So we need another idea.

The Gauss-Newton method solves nonlinear least squares by repeatedly pretending, locally, that the nonlinear model is linear [1],[2].

The nonlinear least squares problem

The objective is still:

β min ∥ y - f (X, β) ∥^{2}

The difference is that $f$ is now nonlinear in $β$ .

Define the residual vector:

r (β) = y - f (X, β)

We want to make that residual vector as small as possible.

The local linear approximation

At the current parameter estimate $β^{(k)}$ , Gauss-Newton approximates the model with a first-order Taylor expansion [1],[2]:

f (X, β) \approx f (X, β^{(k)}) + J (β^{(k)}) (β - β^{(k)})

The matrix $J$ is the Jacobian. It contains the partial derivatives of each model prediction with respect to each parameter.

If the model has many outputs and several parameters, the Jacobian tells us how every prediction changes when every parameter changes slightly.

The Jacobian in plain language

The Jacobian is a sensitivity table. Each entry asks: if I nudge this parameter, how much does this predicted value move?

Interactive example

The example below fits a nonlinear exponential curve. Each step builds a local linear approximation around the current parameters, solves a small least squares correction, and updates the curve. Watch how the fit improves quickly when the local approximation is good.

Gauss-Newton: repeatedly linearize the nonlinear model

iteration

0 / 10

SSE

6.0656

parameters

3.40, 0.22, 0.25

The Gauss-Newton step

Instead of solving the nonlinear problem directly, we solve a linear least squares problem for a parameter correction $δ$ [1],[2]:

J^{T} J δ = J^{T} r

Then we update:

β^{(k + 1)} = β^{(k)} + δ

So each iteration says:

Look at the current model.
Build a local linear approximation.
Solve a least squares problem for the correction.
Update the parameters.

Then repeat.

When it works well

Gauss-Newton works well when the model is not too nonlinear near the solution and the starting guess is already reasonably close. In that situation, the local linear approximation is accurate, and the method can converge quickly [1],[2].

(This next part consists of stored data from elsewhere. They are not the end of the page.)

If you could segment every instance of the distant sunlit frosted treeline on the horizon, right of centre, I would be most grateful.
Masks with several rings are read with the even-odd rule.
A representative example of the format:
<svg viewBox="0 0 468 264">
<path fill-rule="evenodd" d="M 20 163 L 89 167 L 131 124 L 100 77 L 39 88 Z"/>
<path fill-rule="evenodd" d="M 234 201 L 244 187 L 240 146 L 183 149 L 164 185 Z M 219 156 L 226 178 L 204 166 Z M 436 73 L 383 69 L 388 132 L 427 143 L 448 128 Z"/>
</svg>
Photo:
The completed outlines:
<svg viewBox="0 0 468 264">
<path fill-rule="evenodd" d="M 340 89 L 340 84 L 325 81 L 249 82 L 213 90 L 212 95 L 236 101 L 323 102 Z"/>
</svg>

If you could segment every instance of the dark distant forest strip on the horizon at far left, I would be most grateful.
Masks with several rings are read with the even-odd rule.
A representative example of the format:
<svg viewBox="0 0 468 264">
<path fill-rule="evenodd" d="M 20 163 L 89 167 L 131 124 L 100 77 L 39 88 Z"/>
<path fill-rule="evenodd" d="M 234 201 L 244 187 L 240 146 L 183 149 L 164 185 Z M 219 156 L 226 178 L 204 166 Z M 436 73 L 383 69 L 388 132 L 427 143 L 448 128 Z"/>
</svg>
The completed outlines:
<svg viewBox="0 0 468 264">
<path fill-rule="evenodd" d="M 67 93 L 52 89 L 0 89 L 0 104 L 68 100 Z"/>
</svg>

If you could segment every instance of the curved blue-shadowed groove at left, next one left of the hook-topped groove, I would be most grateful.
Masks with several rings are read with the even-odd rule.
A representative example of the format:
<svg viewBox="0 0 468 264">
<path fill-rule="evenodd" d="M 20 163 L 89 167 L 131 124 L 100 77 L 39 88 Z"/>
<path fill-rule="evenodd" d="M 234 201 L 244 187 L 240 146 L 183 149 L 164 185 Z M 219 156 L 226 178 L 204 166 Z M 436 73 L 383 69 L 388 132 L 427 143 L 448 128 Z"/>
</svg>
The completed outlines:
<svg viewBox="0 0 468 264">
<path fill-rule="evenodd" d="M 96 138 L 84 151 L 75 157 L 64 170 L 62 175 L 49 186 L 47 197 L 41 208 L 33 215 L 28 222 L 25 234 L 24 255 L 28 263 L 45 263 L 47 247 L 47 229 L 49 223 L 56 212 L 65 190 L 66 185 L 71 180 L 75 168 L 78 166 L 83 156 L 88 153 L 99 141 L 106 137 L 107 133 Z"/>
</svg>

It can struggle when the starting point is poor, the residuals are large, or the model is strongly nonlinear. Then the local linear approximation may point in a direction that is mathematically reasonable but practically too bold.

That is where Levenberg-Marquardt becomes useful.

What to remember

Gauss-Newton is not a completely different philosophy from linear least squares. It is more like a clever loop around it. At each iteration, it turns a nonlinear problem into a temporary linear one.

That is why understanding the normal equations first pays off: they quietly reappear inside nonlinear optimization.

References

[1]Nocedal, J., & Wright, S. J. (2006). Numerical Optimization (2nd ed.). Springer.

[2]Bates, D. M., & Watts, D. G. (1988). Nonlinear Regression Analysis and Its Applications. Wiley.